So who comes along to talk to her right after that? Two very snake-like eels named Flotsam and Jetsam. They tell her that their boss, the Sea Witch Ursula can give Ariel what she wants: access to the land above and, of course, Eric. Ariel can have that forbidden fruit she so desperately wants … if she only takes the bait—I mean, bite.

Now, this takes on an deeper resonance when you consider Ursula’s origins. We don’t know much about her backstory, but she does mention that she used to “live at the palace” but has since been banished—”practically starving,” she complains. Her admission suggests a past that mirrors Lucifer’s own banishment from heaven. And let us not lose sight of the fact that Ursula, like Lucifer, collects poor, unfortunate souls.

Here, the movie shifts slightly from “Paradise Lost” to Faust: Ursula promises to give Ariel everything she longs for in return for her voice. If Ariel can make Eric fall in love with her, then she gets to keep her legs. And if she can’t get that to happen in three days (another little biblical echo there), Ariel’s soul belongs to the sea witch.

Ariel gets her legs. Unable to stay underwater, she essentially casts herself out of the garden—and must go to a much drier, harsher world filled with (as Sebastian has warned us) pain, labor and fish-eaters.

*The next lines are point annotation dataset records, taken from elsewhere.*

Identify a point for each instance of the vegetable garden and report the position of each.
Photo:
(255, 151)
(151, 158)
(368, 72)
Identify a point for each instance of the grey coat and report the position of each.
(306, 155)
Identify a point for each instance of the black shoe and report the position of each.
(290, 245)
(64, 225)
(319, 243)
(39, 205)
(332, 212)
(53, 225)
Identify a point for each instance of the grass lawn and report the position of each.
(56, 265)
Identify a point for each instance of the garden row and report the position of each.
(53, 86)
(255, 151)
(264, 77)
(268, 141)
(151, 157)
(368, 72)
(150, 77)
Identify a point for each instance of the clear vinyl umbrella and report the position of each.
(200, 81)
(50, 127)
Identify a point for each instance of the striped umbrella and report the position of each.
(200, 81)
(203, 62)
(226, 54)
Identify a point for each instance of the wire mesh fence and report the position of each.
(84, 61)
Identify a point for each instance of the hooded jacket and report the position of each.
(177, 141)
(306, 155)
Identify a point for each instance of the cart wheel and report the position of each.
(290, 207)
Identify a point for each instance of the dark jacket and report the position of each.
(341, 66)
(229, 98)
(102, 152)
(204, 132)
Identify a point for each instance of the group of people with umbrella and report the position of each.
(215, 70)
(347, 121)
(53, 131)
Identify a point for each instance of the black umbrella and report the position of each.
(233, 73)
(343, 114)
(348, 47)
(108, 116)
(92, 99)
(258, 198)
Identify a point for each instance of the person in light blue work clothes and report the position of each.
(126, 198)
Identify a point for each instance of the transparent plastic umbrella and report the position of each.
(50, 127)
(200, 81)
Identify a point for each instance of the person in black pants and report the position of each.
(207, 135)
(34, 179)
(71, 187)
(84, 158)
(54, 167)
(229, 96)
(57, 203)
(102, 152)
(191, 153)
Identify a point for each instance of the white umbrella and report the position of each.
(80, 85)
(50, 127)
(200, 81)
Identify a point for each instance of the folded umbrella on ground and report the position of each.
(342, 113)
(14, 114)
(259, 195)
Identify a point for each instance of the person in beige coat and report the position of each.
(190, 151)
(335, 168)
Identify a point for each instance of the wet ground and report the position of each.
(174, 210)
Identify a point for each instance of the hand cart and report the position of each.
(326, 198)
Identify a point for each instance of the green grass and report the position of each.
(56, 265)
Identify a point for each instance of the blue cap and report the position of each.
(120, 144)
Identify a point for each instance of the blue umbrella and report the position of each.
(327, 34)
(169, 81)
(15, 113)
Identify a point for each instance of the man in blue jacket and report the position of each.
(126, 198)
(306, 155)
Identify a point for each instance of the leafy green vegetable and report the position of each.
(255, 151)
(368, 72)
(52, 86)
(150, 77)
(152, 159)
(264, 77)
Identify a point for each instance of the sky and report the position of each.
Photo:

Now, Disney doesn’t make this topside look all bad, of course. Eric’s palace isn’t exactly a sweat shop. But the fact remains that Ariel has been exiled from paradise to … somewhere else; another home that isn’t really her home. She’s a fallen mermaid, if you will. And when mermaids fall, they fall up—to an equally fallen world.

Ursula will make sure that Ariel will stay fallen. She plots and schemes and directly interferes with Ariel’s own designs until the third day’s up. There’s only one way, it seems, for Ariel to escape her fate as another soul in Ursula’s collection of them. Someone will have to take her place. And in a very New Testament twist, that someone is Ariel’s own godlike father, Triton. He gives his own life for that of his child … even though she got herself in trouble through her own disobedience.

Now, it’s here where this vaguely spiritual string of metaphors kinda breaks apart, what with Eric spearing Ursula’s midsection with a ship and all. But that doesn’t change the fact that The Little Mermaid is a full-blown story of redemption: Ariel doesn’t return to her watery paradise, but through grace and sacrifice, she’s no longer a completely fallen creature either. She was saved, quite literally, and in the end finds happiness even in her fallen state, and as a part of a fallen world, because she knows her daddy loves her—loves her enough to sacrifice everything for her.

Even 25 years later I think it holds a little bit of water … don’t you?